The correspondent of Mogadishu based Radio IQK Nur Muse Hussein died in the centre town of Beledweyn, some 300 kilometres (180 miles) north of the capital of war-torn nation in the Horn of Africa as he was reporting the fight between government forces and the insurgents in town in May 26, 2009.
Abdirisak Mohamed Warsame of Radio Shabelle was also shot dead on May 22 during fierce fighting in Mogadishu. On February 2nd, Said Tahlil Ahmed, the director of Horn Afrik Radio, was assassinated in Mogadishu after the killing of another Radio Shabelle journalist Hassan Mayow Hassan on 1st January.
According to the report, the “most shocking statistics” of 2009 was in the Philippines, where around 38 journalists and media staff were killed in cold blood, mostly in a massacre in Maguindanao province on November 23.

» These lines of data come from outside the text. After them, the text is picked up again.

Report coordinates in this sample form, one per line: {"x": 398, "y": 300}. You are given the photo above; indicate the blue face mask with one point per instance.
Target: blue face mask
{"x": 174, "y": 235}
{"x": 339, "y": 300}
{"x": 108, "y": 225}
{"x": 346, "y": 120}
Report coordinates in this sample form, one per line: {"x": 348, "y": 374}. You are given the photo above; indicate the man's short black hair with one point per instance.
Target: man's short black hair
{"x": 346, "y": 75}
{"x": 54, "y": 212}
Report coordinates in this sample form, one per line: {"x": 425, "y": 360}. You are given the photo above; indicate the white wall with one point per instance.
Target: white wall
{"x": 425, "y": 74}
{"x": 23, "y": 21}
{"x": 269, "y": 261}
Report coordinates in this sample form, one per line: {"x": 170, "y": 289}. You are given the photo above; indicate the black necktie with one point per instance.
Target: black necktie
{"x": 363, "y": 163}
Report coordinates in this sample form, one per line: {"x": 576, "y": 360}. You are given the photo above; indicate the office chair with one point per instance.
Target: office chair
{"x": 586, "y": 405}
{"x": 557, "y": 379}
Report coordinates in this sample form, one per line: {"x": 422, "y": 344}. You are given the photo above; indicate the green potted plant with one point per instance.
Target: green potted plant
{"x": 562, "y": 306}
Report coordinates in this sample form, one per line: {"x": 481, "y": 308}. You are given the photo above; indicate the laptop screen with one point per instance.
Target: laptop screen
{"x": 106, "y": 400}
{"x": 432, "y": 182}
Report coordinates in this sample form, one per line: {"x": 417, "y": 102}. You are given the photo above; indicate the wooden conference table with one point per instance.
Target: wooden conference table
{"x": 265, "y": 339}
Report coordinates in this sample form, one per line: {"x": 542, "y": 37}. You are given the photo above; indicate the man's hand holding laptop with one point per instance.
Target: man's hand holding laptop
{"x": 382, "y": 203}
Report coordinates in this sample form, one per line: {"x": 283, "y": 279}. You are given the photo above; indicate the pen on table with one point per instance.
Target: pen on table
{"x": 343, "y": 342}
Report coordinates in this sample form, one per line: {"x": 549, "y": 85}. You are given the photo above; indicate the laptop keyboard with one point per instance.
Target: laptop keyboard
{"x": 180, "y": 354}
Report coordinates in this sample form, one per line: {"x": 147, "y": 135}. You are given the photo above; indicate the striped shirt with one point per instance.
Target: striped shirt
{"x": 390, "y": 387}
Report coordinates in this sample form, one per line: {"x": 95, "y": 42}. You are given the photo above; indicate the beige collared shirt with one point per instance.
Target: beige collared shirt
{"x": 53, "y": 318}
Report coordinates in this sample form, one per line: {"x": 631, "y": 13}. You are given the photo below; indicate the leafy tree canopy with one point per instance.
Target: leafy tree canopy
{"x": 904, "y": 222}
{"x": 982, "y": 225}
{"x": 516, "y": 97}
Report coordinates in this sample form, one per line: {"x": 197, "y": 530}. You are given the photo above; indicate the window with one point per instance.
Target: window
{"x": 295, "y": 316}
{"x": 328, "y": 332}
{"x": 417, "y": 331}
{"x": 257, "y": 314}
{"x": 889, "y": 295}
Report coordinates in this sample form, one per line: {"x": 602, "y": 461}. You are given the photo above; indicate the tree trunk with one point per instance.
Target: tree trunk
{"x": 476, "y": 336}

In the last three years, most of old Somali journalists fled the country because of attacks and harassment but young journalists have taken over their works.
The young journalists are risking theirs lives and working under dangerous conditions.
Most of the exiled journalists are now living in Kenya, our correspondent said.
Abdirahman Sharif Mohamed, an exiled journalist in Nairobi told Africa News that they need a lot of assistance to survive in Kenya. "Two years in here, Nairobi, we got no aid except refugee status" said Mohamed.